This project implements multiple recommendation engine architectures to provide personalized product suggestions using the Amazon Electronics dataset. As a Data Science project, it explores the transition from simple popularity-based ranking to advanced collaborative filtering and matrix factorization techniques.
In modern e-commerce, personalized recommendations are essential for engagement. This project simulates the role of a Data Science Manager at Amazon, tasked with building a system to recommend products based on historical user rating data.
- Language: Python
- Libraries:
pandas,numpy,matplotlib,seaborn - ML Framework:
scikit-surprise(for KNN and SVD models) - Environment: Google Colab / Jupyter Notebook
The repository contains three distinct recommendation strategies:
-
Rank-Based Recommendation System
- Targets the "Cold Start" problem for new users.
- Recommends products based on highest average ratings and minimum interaction thresholds.
-
Collaborative Filtering (User-User & Item-Item)
- User-User: Finds similar users based on their rating patterns using Cosine Similarity and KNN.
- Item-Item: Recommends products similar to those a user has already liked.
- Includes hyperparameter tuning via
GridSearchCVto optimize$k$ neighbors and similarity metrics.
-
Model-Based Collaborative Filtering (SVD)
- Uses Singular Value Decomposition (SVD) to identify latent features in the user-item matrix.
- Handles sparse data more effectively than basic similarity models.
The models were evaluated using RMSE, Precision@k, Recall@k, and F1-Score:
- Baseline SVD RMSE: 0.9217
- Optimized SVD F1-Score: 0.878
- Optimized User-User F1-Score: 0.884
The dataset used contains over 7.8 million observations.
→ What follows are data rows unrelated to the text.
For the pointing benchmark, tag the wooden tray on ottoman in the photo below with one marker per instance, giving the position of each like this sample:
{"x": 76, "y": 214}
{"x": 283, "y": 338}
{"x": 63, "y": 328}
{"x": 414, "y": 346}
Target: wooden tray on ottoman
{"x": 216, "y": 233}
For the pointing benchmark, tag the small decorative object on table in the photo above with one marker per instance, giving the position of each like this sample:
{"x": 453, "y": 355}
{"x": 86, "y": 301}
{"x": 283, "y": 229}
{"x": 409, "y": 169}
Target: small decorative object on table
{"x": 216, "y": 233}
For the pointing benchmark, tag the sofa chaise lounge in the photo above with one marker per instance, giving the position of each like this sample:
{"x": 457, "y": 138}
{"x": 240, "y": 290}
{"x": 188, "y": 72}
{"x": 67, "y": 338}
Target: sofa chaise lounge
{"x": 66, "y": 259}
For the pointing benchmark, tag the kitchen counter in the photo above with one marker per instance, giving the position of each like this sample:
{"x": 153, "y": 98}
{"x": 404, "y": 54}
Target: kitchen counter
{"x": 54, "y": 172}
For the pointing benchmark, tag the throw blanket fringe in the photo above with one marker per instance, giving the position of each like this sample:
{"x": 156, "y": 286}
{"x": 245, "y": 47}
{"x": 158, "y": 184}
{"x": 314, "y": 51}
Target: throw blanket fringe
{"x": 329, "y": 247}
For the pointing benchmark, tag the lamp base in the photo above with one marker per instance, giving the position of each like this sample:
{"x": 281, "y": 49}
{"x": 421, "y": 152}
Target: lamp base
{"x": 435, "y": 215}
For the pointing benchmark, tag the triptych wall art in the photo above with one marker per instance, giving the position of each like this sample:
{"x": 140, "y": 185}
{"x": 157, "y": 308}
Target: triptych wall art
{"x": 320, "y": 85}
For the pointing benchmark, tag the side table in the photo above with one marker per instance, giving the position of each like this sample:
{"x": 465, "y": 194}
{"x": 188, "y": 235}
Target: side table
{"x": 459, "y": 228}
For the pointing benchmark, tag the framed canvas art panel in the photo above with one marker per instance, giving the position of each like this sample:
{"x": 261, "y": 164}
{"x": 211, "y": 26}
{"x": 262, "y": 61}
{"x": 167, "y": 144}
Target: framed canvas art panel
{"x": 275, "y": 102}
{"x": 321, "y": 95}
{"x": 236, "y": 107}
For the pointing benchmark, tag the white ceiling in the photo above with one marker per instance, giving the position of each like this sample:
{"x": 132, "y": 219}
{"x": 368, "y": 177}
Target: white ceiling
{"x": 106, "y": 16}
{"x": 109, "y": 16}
To ensure computational efficiency and recommendation quality, the data was filtered to include:
- Users with at least 50 ratings.
- Products with at least 5 ratings.
- Clone the repository.
- Ensure
scikit-surpriseis installed:pip install surprise. - Open
recommendation_systems_learner_notebook_full_code_-1-2.ipynbin Google Colab or Jupyter. - Run the cells to see exploratory data analysis and model performance comparisons.